乾いた汚れは上から下に順序良く掃除していくのもコツ。ふわふわと下に落ちる性質を利用して、床にまとめて取り除きましょう。特に家族で掃除に取り組むときは、動く前に手順をきっちり考えておくと良いですね。

中でも段取りが重要なのがトイレ。上記の通り、ペーパーの「乾いた紙くず」が床に落ちている一方、メインは水拭きが必要な便器まわりです。順番としては、まずペーパーから出る細かな紙くずを掃除機できれいにしてから、水を使った作業へ進むとスムーズ。紙くずが水を吸うと、やっかいな汚れになってしまいます。

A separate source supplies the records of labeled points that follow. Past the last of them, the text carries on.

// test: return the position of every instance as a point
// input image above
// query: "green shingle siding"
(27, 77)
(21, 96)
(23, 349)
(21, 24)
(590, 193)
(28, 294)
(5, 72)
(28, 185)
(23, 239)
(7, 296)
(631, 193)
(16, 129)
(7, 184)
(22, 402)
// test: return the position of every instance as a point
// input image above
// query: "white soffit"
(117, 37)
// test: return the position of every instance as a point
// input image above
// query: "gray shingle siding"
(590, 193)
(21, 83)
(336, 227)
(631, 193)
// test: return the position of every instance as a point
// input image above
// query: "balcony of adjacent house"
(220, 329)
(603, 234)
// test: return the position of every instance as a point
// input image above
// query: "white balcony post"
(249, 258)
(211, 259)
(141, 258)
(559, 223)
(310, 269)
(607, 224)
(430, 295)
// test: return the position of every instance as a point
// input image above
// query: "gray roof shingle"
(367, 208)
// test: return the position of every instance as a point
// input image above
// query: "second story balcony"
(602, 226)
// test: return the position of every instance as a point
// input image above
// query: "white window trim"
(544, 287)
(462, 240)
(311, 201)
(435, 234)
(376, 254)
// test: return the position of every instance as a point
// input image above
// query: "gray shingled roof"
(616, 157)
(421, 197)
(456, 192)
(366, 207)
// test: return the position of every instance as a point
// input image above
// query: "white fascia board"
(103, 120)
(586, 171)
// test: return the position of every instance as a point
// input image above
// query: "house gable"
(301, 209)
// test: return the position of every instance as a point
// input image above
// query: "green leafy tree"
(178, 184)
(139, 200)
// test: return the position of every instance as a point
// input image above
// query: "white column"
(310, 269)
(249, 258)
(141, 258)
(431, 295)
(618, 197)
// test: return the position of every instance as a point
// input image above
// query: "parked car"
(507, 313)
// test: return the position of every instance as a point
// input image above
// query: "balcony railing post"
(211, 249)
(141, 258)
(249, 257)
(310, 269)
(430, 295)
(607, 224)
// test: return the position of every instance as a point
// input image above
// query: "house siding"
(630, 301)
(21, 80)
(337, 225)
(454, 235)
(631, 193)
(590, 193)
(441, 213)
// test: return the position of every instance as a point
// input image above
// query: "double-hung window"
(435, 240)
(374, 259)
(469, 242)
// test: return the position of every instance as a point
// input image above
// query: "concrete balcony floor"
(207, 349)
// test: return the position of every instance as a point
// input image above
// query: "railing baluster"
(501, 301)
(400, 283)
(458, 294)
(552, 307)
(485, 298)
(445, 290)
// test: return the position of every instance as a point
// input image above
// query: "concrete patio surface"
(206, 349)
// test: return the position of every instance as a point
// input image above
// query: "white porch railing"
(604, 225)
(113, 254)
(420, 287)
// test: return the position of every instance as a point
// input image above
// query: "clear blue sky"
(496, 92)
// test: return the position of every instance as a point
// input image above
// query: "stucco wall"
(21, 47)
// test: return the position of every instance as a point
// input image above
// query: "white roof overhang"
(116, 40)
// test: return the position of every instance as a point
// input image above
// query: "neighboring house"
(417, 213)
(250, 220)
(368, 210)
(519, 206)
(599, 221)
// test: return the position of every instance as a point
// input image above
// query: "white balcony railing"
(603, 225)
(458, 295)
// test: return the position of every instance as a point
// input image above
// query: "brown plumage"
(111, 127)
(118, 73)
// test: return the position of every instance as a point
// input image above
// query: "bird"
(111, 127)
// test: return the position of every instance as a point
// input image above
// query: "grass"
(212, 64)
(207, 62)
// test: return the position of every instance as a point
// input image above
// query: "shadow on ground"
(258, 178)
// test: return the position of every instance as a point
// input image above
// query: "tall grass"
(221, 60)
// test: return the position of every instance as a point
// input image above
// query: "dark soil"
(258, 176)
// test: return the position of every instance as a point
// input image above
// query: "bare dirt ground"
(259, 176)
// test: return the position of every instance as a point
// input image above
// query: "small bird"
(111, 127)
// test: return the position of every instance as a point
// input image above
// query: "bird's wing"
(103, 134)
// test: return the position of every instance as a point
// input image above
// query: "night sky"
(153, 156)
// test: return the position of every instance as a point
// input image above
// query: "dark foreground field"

液状の汚れが放置されて「乾いた」場合は、汚れを湿らせてゆるめ、ぬれたぞうきんでふき取りましょう。お茶や汁物の食べこぼし、お風呂の鏡に着いた水垢などが、この類です。

酸性?アルカリ性?洗剤選びも科学です

身近な汚れも、実は「酸性」か「アルカリ性」かに分けることができ、それぞれによって適した洗剤が異なります。

「中性洗剤はどちらにも有効な分、効果は軽め。しっかり落としたいときは、汚れの性質によって洗剤を使い分けるのがおすすめです」と木下さんは教えます。

例えば、トイレのアンモニア臭は、アルカリ性の尿汚れから発するもの。酸性のクエン酸を使うと、汚れもろとも、においが中和されます。
皮脂や油汚れなど酸性の汚れに強い重曹やセスキ炭酸ソーダは、不純物の少ないものを選べば、食品を扱うキッチンでも安心して使えます。ただし、アルミ塗装面にはご注意を。塗装をはがしてしまうため、トースターなど塗装されたものに使うときは素材を確認しましょう。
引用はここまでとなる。